A seven-crop ewe has amazed staff at an Oxfordshire farm by having quintuplets, taking her lifetime tally to 28 lambs born alive.

The high-output ewe belongs to the milky and prolific “Warborough breed”, a composite sheep bred for early indoor lambing at Warborough Farm, Letcombe Regis, Wantage.

Farm manager David Barber told Farmers Weekly the flock regularly scanned at 230-250%, so triplets and quads were common, but this ewe was consistently productive.

After having a single as a ewe lamb, she had quads as a shearling, her third crop was twins and she’s had five or six lambs each year thereafter. 

Two lambs will be left on the dam and three others will be reared on a milk machine with the other pet lambs by Julie, the farm’s shepherd. 

See also: How an Oxfordshire sheep unit sells 1.92 lambs per ewe

“She had five and I thought I’d check her records to see what she had done before, as she was an old ewe,” said Mr Barber. “I found that she’d had 23 before and they had all been born alive. She is averaging four lambs a lambing.”

The impressive ewe is lambing with 600 others over a fortnight period, although the team is used to lambing about 2,000 in the same timeframe. She is on course to rear progeny that total 546kg of carcass weight (at 19-20kg a carcass) and more than 1.26t of liveweight lamb.

“We normally manage to harvest enough colostrum from milky ewes but have had to supplement with some powdered colostrum this year,” Mr Barber said.

The Warborough breed comprises Poll Dorset (62.5%), British Milk Sheep (25%) and Finnish Landrace (12.5%).

The high output/high input system lambs ewes in December to target the Easter market, then grazes species-rich unimproved grassland with dry ewes.  

Flock performance has hit 1.92 lambs a ewe sold in recent years, with a feed conversion ratio of lambs on feed (creep/pellets) of 2.5:1. 

All the ewes are artificially inseminated, with high-index Charollais and Suffolk used as terminal sires.

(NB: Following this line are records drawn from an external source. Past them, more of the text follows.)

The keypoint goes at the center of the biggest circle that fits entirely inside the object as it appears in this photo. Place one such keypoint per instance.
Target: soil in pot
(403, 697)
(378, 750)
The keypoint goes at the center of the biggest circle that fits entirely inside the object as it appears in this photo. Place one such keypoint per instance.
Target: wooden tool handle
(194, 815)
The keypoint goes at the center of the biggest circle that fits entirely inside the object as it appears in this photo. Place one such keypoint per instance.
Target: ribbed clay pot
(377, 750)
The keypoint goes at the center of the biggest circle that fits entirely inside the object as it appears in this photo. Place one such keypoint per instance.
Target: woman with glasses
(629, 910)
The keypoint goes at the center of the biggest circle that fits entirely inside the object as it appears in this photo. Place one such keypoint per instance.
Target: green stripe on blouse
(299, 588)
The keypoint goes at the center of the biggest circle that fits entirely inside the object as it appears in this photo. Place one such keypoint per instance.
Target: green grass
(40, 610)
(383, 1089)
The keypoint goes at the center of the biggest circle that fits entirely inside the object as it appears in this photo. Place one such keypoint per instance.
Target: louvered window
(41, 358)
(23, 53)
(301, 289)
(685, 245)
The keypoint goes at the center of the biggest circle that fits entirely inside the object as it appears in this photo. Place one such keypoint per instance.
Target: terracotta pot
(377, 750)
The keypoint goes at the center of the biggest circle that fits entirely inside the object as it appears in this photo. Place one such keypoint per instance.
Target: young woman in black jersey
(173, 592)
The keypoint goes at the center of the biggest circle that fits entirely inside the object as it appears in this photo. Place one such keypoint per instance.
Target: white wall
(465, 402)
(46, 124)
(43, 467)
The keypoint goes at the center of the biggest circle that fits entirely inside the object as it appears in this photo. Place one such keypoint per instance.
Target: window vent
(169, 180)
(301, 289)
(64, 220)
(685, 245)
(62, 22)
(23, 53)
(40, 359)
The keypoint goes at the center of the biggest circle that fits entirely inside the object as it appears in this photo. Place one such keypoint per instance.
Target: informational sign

Ewe lambs are bred to natural service and lamb in January.

With the high scanning rate the farm is well versed in managing pet lambs and multiple births, explains Mr Barber, who is in the process of dispersing the flock following the death of the owner, Tony Good.

“We have been selling in-lamb ewes as the farm is now up for sale,” said Mr Barber. “I sold 70 in-lamb sheep to my son, and they had all been scanned with triplets and quads – I wonder if that’s the highest-scanning group of sheep in the country.”